Los niños saboreaban los deliciosos pasteles de calabaza, completamente inmersos en la satisfacción que les proporcionaba la comida, sin darse cuenta de que había un niño llamado Chenchen en la clase que no había llegado a tiempo a la escuela, ni prestaron atención al pequeño episodio de la Profesora Jiang Xinzhuo atendiendo una llamada.
La Profesora Wei Siyi, conocida por su meticulosidad, notó con agudeza el sutil cambio en la expresión de la Profesora Jiang Xinzhuo después de la llamada.
Vio cómo una capa de melancolía ensombrecía la expresión originalmente relajada de la Profesora Jiang, haciendo que su animado rostro pareciera apesadumbrado.
Por eso,
No pudo evitar sentirse un poco perpleja y preocupada, y preguntó con curiosidad en voz baja: —¿Profesora Jiang, quién llamó?

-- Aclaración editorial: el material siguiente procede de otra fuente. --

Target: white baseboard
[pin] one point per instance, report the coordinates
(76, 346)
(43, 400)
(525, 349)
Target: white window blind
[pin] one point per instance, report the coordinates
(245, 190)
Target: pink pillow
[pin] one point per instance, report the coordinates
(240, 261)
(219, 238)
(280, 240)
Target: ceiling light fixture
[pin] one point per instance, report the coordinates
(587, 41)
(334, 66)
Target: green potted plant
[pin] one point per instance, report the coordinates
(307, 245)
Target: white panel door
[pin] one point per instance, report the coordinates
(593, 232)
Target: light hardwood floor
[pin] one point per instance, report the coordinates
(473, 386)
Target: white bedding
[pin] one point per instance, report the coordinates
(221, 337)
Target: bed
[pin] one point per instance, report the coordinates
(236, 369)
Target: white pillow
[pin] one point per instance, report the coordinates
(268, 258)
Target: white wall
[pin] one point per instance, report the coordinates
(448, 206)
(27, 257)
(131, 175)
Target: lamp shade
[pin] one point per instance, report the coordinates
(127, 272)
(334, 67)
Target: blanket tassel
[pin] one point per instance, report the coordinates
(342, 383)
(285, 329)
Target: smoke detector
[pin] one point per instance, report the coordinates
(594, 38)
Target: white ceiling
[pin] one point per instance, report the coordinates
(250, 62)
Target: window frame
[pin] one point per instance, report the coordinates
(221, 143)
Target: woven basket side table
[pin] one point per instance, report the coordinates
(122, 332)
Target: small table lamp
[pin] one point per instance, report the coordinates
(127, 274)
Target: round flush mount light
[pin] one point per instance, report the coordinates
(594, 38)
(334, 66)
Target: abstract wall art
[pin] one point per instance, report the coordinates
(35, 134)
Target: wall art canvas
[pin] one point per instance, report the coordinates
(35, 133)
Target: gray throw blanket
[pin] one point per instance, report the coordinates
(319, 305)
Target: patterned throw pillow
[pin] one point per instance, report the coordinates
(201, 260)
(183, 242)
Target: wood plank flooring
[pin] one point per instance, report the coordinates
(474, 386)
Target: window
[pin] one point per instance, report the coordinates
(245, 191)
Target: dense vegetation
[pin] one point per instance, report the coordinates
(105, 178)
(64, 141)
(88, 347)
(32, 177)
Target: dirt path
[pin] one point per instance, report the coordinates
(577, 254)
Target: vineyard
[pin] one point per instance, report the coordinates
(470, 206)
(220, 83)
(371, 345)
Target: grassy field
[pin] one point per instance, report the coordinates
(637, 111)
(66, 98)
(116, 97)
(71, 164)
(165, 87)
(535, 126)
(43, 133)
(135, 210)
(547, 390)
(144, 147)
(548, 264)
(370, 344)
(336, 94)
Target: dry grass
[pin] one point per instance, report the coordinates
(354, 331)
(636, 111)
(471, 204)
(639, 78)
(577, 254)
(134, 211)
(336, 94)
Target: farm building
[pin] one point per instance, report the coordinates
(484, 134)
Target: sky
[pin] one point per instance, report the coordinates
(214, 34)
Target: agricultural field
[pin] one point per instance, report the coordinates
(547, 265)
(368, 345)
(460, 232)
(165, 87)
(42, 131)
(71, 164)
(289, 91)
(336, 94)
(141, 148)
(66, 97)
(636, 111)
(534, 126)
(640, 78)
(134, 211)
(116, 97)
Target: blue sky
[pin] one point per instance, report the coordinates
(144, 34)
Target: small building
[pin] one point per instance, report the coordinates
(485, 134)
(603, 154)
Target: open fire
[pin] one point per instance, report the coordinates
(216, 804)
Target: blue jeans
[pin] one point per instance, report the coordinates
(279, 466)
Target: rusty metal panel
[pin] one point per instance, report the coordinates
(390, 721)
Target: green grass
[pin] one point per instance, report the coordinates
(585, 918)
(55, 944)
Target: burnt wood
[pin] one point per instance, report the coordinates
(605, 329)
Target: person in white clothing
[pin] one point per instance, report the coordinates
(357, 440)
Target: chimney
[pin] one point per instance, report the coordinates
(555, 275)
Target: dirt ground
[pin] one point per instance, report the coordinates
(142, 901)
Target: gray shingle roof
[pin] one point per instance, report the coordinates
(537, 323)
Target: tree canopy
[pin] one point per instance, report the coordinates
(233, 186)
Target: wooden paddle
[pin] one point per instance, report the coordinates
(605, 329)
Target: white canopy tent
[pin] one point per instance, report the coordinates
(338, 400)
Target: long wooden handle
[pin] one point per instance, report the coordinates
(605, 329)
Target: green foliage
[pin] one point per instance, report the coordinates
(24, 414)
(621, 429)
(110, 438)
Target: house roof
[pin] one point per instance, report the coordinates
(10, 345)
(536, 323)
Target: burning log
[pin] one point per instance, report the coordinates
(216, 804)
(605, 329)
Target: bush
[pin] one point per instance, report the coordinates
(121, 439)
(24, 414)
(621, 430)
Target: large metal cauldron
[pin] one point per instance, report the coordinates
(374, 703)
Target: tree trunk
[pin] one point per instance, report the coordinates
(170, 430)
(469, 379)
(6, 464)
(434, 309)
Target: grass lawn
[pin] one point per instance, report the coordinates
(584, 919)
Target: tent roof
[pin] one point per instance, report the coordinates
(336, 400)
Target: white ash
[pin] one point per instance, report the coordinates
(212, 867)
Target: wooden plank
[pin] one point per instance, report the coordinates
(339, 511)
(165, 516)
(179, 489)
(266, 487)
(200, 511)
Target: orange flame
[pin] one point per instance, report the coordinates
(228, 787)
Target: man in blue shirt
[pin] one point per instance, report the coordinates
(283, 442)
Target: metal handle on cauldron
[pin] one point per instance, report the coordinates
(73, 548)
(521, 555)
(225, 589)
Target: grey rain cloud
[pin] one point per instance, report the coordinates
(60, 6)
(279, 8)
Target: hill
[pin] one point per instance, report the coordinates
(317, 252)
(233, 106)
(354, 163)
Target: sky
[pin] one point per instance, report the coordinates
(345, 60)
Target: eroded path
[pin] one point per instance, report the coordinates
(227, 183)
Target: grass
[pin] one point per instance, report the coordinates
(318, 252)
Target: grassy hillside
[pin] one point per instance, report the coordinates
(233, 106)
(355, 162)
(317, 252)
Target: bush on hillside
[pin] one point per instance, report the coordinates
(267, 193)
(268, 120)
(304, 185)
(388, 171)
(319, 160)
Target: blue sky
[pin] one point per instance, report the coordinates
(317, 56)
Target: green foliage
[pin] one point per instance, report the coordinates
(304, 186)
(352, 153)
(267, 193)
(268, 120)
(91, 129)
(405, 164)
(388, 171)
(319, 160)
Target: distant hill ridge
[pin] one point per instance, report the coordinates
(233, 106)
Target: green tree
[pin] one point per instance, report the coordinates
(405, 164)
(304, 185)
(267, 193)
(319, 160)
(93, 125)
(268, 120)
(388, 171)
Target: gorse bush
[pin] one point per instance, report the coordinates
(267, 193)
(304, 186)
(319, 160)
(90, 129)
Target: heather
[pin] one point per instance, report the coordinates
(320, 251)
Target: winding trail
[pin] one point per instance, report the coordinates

La Profesora Jiang Xinzhuo suspiró levemente y respondió: —Fue el Tío Li.
—¿Ah?
¿Llamó el Tío Li?
¿Ocurre algo?
—preguntó la Profesora Wei Siyi frunciendo ligeramente el ceño.
Jiang Xinzhuo explicó: —El Tío Li dijo que la mamá de Chenchen lo trajo a la entrada de la escuela, pero Chenchen simplemente no quiere entrar.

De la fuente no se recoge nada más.